The planning was systematic. Routines for the guards were mapped. Alarm systems were examined and silenced covertly. They found the safes that contained “the good stuff.” “The mission felt like a scene from George Clooney’s ‘Ocean’s 11’,” a senior Israeli intelligence official later said.
It wasn’t until AM when the theft was discovered. Iran began a thorough but ultimately fruitless investigation after the guard discovered the vaults emptied and the doors smashed.
The Revelation
Benjamin Netanyahu, the prime minister of Israel, joined the stage three months later. He accused Iran of deceiving the world while standing next to a pile of black folders and CDs.
Supported by a private briefing to then-US President Donald Trump, Netanyahu’s presentation pushed the White House to formally withdraw from the 2015 Iran nuclear deal. According to reports, the documents, some of which date back to Iran’s purported nuclear weapons program known as “Project Amad,” included schematics for installing nuclear devices into Shahab-3 rockets, warhead miniaturisation, and covert testing.

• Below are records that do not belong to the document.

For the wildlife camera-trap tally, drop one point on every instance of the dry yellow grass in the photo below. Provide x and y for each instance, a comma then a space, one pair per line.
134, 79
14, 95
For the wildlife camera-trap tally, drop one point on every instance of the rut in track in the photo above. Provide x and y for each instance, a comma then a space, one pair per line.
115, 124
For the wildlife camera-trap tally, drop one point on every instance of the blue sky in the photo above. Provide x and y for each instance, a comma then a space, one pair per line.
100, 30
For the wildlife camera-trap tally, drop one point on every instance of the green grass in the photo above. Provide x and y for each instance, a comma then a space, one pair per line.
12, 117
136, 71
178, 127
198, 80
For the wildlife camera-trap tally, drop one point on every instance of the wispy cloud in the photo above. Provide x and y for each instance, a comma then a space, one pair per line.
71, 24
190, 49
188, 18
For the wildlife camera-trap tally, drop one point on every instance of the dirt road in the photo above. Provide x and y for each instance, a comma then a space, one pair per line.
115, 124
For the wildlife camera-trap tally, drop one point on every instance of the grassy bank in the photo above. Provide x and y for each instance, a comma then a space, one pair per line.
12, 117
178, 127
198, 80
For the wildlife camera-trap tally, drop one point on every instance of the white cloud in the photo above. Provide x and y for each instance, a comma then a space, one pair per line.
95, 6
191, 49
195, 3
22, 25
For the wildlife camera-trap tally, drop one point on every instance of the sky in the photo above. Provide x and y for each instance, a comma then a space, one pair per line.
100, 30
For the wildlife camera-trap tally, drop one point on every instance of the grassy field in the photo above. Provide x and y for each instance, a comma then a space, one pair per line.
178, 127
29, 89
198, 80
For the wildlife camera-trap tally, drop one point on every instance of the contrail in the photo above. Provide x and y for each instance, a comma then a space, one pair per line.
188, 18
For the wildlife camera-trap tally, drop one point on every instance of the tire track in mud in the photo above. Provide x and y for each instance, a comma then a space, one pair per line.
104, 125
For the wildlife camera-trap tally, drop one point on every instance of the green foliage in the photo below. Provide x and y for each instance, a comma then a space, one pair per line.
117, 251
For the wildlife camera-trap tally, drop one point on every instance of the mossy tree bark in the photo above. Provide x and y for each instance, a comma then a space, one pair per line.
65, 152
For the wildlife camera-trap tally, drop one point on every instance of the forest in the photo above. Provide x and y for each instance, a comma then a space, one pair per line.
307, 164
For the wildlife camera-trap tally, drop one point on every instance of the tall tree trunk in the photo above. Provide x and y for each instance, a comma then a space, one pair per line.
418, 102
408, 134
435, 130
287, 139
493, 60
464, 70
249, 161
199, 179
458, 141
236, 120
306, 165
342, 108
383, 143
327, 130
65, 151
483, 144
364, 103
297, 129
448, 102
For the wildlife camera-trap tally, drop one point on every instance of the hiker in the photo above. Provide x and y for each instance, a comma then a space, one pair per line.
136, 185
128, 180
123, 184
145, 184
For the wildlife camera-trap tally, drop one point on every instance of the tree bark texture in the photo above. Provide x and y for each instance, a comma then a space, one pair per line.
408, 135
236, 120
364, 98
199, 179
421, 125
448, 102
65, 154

Following independent reviews, Western intelligence services generally concurred. The records were real and concerning. Additionally, they demonstrated that Iran’s nuclear aspirations were more sophisticated than previously thought.
Iran’s Reaction
Iran rejected the archive as a fake. However, there was proof. References to uranium deuteride, a material solely known to be used in nuclear initiators, and a covert room at Parchin military base that may have contained high-explosive experiments for nuclear triggers were among the most damaging documents.
The pilfered collection also demonstrated that, despite the 2015 agreement, Iran plotted test sites, moved items to secret places, and concealed records from international inspectors in order to continue organising and conserving its nuclear expertise.

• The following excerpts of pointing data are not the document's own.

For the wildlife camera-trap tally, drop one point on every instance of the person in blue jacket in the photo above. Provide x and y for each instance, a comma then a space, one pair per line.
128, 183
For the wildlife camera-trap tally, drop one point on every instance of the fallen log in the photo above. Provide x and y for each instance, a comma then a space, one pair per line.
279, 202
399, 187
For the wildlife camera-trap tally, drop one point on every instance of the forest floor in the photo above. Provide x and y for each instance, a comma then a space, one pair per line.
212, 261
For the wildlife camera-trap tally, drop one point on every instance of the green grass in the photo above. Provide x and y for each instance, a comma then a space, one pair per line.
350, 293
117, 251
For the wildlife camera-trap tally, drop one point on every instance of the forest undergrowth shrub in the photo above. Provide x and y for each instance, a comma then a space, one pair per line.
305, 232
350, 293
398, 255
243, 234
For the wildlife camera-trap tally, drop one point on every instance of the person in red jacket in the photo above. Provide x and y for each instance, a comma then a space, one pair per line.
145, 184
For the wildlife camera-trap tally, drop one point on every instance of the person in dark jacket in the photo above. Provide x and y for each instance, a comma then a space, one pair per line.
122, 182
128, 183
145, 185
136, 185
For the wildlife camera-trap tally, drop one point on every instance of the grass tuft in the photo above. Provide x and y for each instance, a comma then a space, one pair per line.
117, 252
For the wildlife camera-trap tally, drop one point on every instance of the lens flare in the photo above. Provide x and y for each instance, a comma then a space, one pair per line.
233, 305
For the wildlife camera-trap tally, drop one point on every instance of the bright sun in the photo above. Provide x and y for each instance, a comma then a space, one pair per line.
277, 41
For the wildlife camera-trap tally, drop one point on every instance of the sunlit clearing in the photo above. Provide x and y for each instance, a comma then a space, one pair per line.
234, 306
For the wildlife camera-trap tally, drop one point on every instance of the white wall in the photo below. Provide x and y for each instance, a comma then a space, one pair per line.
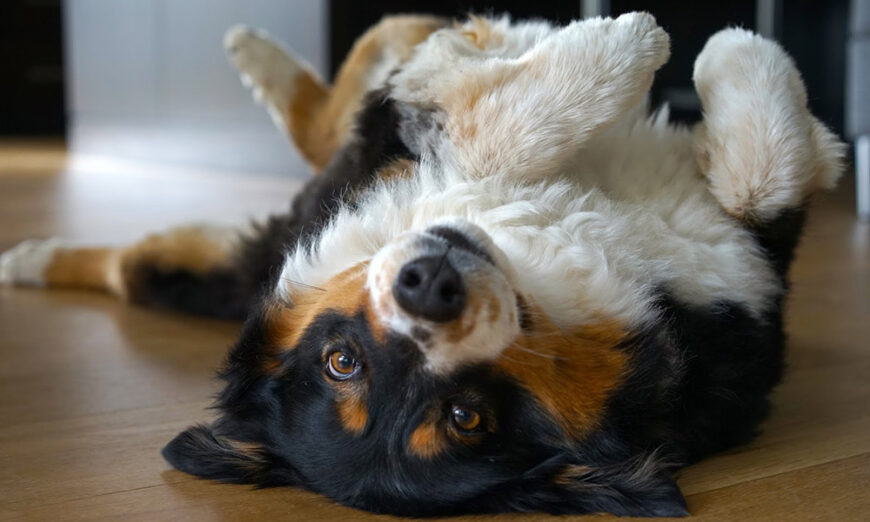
148, 80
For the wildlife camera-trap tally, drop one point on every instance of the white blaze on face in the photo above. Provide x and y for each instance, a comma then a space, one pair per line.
489, 321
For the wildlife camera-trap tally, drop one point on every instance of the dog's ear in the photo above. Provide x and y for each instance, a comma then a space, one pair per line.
640, 487
200, 451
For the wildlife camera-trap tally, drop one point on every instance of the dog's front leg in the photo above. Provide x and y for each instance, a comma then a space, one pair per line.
525, 117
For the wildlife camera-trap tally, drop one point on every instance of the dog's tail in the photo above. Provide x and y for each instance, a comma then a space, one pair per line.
316, 116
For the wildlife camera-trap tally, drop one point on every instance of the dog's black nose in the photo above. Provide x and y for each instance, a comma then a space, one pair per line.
429, 287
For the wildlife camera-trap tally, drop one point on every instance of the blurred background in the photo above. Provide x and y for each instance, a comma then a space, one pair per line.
146, 80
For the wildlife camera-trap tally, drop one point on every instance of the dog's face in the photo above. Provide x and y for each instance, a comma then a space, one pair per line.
421, 382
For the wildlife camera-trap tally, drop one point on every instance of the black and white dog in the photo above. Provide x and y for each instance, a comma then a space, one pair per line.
510, 287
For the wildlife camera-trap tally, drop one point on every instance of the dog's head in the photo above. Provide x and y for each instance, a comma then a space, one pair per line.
422, 382
414, 371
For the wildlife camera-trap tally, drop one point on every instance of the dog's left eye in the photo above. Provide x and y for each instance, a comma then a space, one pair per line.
341, 365
464, 419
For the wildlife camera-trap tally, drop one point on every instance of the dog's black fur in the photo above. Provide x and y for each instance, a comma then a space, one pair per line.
698, 384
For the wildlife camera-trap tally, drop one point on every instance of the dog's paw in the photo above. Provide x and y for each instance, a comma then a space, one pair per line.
26, 263
639, 35
620, 54
739, 61
264, 66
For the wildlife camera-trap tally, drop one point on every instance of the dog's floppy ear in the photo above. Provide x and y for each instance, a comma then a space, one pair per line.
640, 487
200, 451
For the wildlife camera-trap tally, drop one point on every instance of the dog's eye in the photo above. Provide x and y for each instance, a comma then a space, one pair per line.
341, 365
464, 419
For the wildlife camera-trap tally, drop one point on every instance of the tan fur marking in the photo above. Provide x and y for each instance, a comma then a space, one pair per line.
427, 441
344, 293
399, 169
352, 412
316, 140
572, 373
81, 268
481, 32
192, 248
571, 474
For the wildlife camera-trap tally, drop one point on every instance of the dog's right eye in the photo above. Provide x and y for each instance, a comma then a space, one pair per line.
341, 365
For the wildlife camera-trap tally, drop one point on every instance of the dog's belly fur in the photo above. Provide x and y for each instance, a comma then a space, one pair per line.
603, 240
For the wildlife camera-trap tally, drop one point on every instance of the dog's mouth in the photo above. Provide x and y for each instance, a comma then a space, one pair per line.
448, 288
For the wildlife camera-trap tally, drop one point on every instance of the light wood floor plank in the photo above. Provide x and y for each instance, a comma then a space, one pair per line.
90, 389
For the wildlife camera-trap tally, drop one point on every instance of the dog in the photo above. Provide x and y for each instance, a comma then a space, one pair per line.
509, 286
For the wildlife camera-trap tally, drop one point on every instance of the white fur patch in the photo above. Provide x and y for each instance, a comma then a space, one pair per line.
25, 264
759, 145
267, 68
595, 207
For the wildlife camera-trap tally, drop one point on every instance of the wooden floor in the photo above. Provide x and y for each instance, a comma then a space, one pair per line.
90, 389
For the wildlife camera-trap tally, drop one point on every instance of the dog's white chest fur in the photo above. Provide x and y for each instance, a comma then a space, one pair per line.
598, 241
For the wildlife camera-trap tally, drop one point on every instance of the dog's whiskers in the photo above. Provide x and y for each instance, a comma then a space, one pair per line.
304, 285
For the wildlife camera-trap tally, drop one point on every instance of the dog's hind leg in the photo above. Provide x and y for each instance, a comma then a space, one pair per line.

Mohsen Fakhrizadeh and Masoud Ali Mohammadi were among the prominent Iranian nuclear scientists who were killed throughout the years, frequently by surgical strikes or unexplained explosions. Although Israel has never formally accepted culpability, many people suspect it.
In retaliation, Iran has deployed its proxy networks throughout the Middle East, launched cyberattacks, and targeted Israeli officials.
The Israel-Iran War, June 2025
The long-brewing shadow war erupted into open warfare on June 13. Iran fired more than 100 drones and ballistic missiles against Israeli cities after Israel’s strikes. Parts of Tel Aviv were among the civilian areas that were affected. There were hundreds injured and at least 14 Israelis murdered. Israel’s renowned Iron Dome security system was breached by multiple missiles. Day 7 has begun, and the fight is still going strong.